Ce séjour, cette visite à Dali et les oeuvres qu'il montre à ses invités, inspirent à Paul Eluard des vers que celui-ci fait paraître, l'année suivante, sous le titre "Salvador Dali" inclus dans "La Vie immédiate" :
"C'est en tirant sur la corde des villes en fanant
Les provinces que le délié des sexes
Accroît les sentiments rugueux du père
En quête d'une végétation nouvelle
Dont les nuits boule de neige
Interdisent à l'adresse de montrer le bout mobile de son nez.
C'est en lisant les graines imperceptibles des désirs
Que l'aiguille s'arrête complaisamment
Sur la dernière minute de l'araignée et du pavot
Sur la céramique de l'iris et du point de suspension
Que l'aiguille se noue sur la fausse audace
De l'arrêt dans les gares et du doigt de la pudeur
C'est en pavant les rues de nids d'oiseaux
Que le piano des mêlées de géants
Fait passer au profit de la famine
Les chants interminables des changements de grandeur
De deux êtres qui se quittent.
C'est en acceptant de se servir des outils de la rouille
En constatant nonchalamment la bonne foi du métal
Que les mains s'ouvrent aux délices des bouquets
Et autres petits diables des villégiatures
Au fond des poches rayées de rouge.
C'est en s'accrochant à un rideau de mouches
Que la pêcheuse malingre se défend des marins
Elle ne s'intéresse pas à la mer bête et ronde
comme une pomme
Le bois qui manque la forêt qui n'est pas là
La rencontre qui n'a pas lieu et pour boire
La verdure dans les verres et la bouche qui n'est faite
Que pour pleurer une arme le seul terme
de comparaison
Avec la table avec le verre avec les larmes
Et l'ombre forge la squelette du cristal de roche.

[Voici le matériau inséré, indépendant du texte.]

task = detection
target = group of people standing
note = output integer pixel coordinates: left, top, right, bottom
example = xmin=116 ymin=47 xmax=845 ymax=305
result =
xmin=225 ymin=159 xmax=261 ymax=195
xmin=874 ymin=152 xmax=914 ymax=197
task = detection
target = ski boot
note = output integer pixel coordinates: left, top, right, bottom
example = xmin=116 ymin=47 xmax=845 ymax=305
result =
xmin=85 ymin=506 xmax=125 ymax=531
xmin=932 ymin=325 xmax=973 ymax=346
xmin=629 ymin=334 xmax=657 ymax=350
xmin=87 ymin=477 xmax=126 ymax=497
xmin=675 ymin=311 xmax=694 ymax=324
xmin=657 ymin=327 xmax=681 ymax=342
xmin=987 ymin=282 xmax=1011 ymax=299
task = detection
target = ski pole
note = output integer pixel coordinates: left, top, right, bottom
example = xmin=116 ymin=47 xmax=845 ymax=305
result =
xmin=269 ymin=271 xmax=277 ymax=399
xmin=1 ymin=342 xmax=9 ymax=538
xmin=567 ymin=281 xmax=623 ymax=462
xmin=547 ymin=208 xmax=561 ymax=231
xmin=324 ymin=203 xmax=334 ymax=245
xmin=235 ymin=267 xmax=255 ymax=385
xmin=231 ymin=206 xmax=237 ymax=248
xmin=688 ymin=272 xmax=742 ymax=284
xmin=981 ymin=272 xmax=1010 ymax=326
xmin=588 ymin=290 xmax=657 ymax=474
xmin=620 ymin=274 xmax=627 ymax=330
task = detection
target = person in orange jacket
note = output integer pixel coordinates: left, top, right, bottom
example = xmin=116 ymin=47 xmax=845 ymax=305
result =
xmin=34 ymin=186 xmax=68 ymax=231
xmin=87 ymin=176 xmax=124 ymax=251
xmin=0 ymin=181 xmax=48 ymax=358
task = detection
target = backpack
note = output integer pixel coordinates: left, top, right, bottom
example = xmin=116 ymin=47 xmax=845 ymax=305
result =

C'est pour ne pas laisser ces yeux les nôtres vides
entre nous
Qu'elle tend ses bras nus
La fille sans bijoux la fille à la peau nue
Il faudrait bien par-ci par-là des rochers des vagues
Des femmes pour nous distraire pour nous habiller
Ou des cerises d'émeraudes dans le lait de la rosée.
Tant d'aubes brèves dans les mains
Tant de gestes maniaques pour dissiper l'insomnie
Sous la rebondissante nuit du linge
Face à l'escalier dont chaque marche est le plateau
d'une balance
Face aux oiseaux dressés contre les torrents
L'étoile lourde du beau temps s'ouvre les veines."